Two major bushfire disaster inquiries are calling for submissions by Friday, but with extensions available. Image courtesy RFS.
There are currently two bushfire inquiries calling for submissions from the public.
The federal senate bushfire inquiry (click here to go to the website) is calling for submissions by Friday, but with the possibility of extensions for people in bushfire affected regions; and the NSW government's bushfire inquiry is also calling for public submissions by this Friday, again with extensions possible, (click here to go to the NSW bushfire inquiry website).
The federal senate inquiry chair, Labor's Tim Ayres was in Cobargo on Friday and said the senate inquiry has broader terms of reference than the royal commission (a third inquiry). The deadline for submissions to the royal commission has passed, and hearings have already been held.
He said this morning the senate inquiry was an opportunity for Australians to send a message to the Federal Government about how the devastating summer bushfires were handled and to ensure lessons are learned for the future and says the senate inquiry will visit the region to conduct hearings when able to do so.
He said the inquiry would examine how well governments, charities and the private sector prepared for and responded to the bushfires, as well as focusing on the Federal Government’s recovery efforts so far.
Shadow Minister for Disaster and Emergency Management and committee member Senator Murray Watt said disturbing reports of slow recovery rollout would be a strong focus for the inquiry.
“There are still people on the ground waiting on support which the Government promised would be delivered months ago and they deserve to have their voices heard,” Senator Watt said.
“Having input from a wide-range of individuals, voluntary organisations and businesses who have been affected by the bushfires will be crucial to this inquiry’s success.
"Victims are telling us they are still waiting for their destroyed homes to be cleared, that money from Government grants and loans still isn’t flowing, and mental health support has dried up.
"We are very concerned by that. Already many individuals, business owners and community groups have put forward their views on issues that they would like considered by the inquiry and shared their stories about how they have been affected."

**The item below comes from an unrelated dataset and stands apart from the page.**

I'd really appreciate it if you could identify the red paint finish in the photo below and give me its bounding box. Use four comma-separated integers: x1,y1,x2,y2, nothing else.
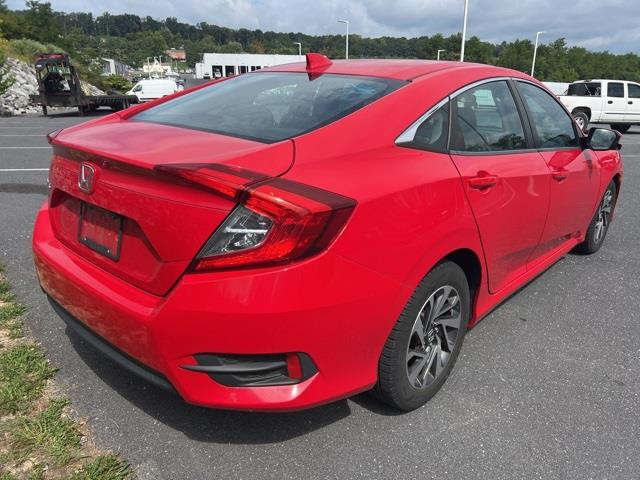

Meanwhile the NSW Government has commissioned an independent expert inquiry into the 2019-20 bushfire season to provide input to NSW ahead of the next bushfire season.
The inquiry welcomes submissions from bushfire-affected residents, emergency and support personnel, organisations and the general public. Everyone is encouraged to share their experience and tell their story to inform the Inquiry’s work.
The inquiry will also be travelling to bushfire affected communities to meet with and hear directly from people who have been impacted. The schedule for community visits will be posted to this site as soon as it is confirmed.
The Inquiry will inform local communities ahead of all visits to ensure it reaches as many people as possible.